Can you imagine having to endure lunch with any of them? Braverman? Sunak? Patel? Rees-Mogg? Fabricant? Dorries? Raab? Gove? Hancock? Can you picture your intense boredom and loathing and loss of appetite as they belch and dribble their way through a meal, honking their sullen commonplaces, their dull bigotry and glib simplistic takes on complex matters? Can you imagine feeling happy in their company?
They all of them share a hatred of expertise and excellence. Having wrecked the civil service, the law, the BBC, the NHS, the economy and the sea that surrounds us, they have now turned their attention to the arts.
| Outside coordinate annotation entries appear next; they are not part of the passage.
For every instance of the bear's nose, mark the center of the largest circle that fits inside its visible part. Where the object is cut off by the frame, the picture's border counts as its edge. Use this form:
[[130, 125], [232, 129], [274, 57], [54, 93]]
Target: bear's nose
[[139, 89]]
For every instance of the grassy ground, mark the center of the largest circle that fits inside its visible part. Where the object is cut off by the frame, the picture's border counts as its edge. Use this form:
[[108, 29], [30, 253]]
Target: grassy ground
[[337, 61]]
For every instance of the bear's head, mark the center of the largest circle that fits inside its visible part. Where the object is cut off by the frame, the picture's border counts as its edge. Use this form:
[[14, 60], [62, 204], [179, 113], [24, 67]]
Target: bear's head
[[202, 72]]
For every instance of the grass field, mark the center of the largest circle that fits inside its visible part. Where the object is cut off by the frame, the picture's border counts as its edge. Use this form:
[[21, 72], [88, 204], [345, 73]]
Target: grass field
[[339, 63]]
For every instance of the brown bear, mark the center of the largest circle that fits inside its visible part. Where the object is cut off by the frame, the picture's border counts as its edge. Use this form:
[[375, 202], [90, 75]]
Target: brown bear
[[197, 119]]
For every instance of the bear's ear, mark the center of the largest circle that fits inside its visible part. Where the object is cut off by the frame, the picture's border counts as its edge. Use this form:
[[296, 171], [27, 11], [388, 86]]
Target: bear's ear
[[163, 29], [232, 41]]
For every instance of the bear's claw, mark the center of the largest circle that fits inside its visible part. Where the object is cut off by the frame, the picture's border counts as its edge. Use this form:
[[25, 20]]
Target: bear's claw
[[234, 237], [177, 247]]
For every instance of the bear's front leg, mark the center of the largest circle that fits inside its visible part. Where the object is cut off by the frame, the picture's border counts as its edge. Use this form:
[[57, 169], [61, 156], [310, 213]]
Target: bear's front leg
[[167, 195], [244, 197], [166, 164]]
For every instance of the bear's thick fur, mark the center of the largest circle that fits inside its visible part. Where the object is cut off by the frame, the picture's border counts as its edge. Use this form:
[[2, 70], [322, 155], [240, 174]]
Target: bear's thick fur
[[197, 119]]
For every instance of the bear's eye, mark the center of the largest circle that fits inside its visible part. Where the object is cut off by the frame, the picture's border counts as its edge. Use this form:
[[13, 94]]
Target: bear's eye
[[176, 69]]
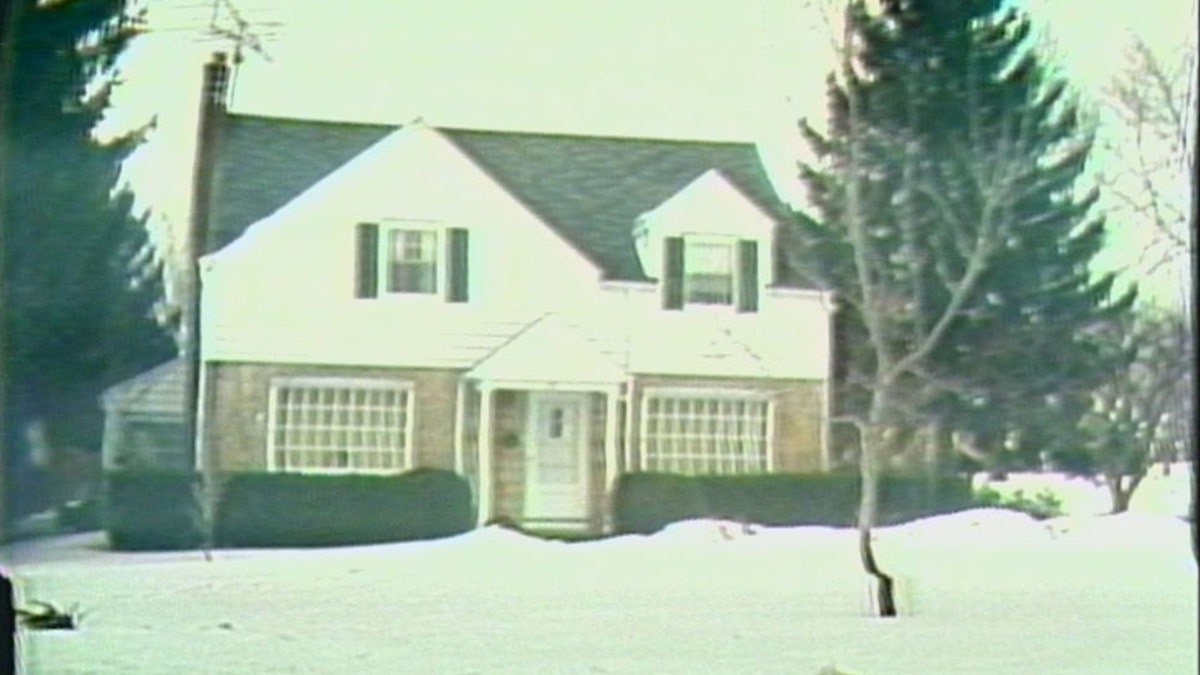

This week Arts Council England (ACE), the government organisation responsible for funding theatres and museums and galleries and other cultural institutions, announced on Friday the cutting or axing of support for leading London arts companies, including the English National Opera and the Donmar Warehouse Theatre, both of which lost all their funding. And the Glyndebourne opera lost all funding for education and outreach, so only the well-heeled toffs will get to see and hear music performed there. (I'd never go to Glyndebourne in any case because there's a serious risk of bumping into the likes of Liz Truss).
This is all entirely political. It was the farcically shallow and inadequate former Cultural Secretary Nadine Dorries who demanded a £70m cut from London from ACE. This is her only legacy.
The total annual budget ACE budget is, or was, £381m for 1 year.
That might seem a lot, but Rishi Sunak's ill-fated 'Eat out to help out' initiative to encourage people to have a subsidised nosh-up in restaurants during the pandemic cost £849m. For 1 month.
And it led to a spike in covid cases, and many more deaths.
So the government cuts the money supply to organisations dedicated to the spread of human happiness. Why? For the same reason that dogs lick their willies. Because they can.